Q: I’ve had problems with young Foreign Service officers who start playing games. I think, as you get older, you understand your surveillants are people doing their job and you don’t play games. Why make it more difficult for them?
LEHOVICH: There’s a big temptation to do it. I remember clearly that we were told in a very unambiguous way before and during not to do that. Apparently, it was convincing.
The real reason you don’t do it is because they have one of the dumber jobs in the country, and they were not being well-rewarded for it. It’s not a particular glamorous job to tail people like me around. If you don’t bother them, they think they’ve done a great job. They think they’ve followed you all day, know a lot about you, and have not fallen into disgrace and you haven’t made an obscene gesture at them or anything like that.

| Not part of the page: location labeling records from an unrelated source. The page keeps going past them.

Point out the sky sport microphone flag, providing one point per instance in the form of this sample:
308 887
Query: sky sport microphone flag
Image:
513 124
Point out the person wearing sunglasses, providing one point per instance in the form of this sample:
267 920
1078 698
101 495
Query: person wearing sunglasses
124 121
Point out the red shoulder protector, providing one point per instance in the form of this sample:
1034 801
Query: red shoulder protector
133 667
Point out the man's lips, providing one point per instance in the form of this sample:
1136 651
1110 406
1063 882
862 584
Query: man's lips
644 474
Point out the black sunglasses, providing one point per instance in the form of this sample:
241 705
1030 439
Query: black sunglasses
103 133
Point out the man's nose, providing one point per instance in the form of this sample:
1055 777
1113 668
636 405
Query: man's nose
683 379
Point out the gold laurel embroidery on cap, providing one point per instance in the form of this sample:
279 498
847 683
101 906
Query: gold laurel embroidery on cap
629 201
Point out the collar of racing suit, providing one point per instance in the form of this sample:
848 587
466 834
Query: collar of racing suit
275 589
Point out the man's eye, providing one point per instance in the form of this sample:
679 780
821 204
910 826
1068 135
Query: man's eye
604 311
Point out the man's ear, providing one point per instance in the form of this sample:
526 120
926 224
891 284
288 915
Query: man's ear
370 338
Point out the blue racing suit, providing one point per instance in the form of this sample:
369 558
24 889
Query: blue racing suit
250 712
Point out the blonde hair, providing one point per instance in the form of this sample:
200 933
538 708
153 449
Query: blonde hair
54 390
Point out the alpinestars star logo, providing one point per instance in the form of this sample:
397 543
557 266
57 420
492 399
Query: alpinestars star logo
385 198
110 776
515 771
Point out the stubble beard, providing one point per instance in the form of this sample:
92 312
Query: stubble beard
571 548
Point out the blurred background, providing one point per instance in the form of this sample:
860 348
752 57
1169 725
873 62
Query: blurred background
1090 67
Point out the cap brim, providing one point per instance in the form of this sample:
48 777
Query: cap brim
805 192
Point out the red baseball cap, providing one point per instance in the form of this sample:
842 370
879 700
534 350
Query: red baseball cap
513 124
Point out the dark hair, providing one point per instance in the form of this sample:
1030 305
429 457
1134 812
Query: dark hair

The only thing I ever did to those guys, which I think was a good thing to do on balance, was one evening when I was with a young lady at a cafe, one of these hard to find cafes in Moscow, called “The Cafe Lyra,” which was open rather late every day and had a good omelet and very cheap champagne, a very drinkable kind. I sent a bottle of champagne and a glass with my compliments to the KGB monitor who followed me around most evenings. This fellow then left. I didn’t mean for him to leave. I hoped he might enjoy the champagne, but he left. I felt more like James Bond than I ever had before or ever have since. I don’t think that was an unfriendly thing to do to the guy.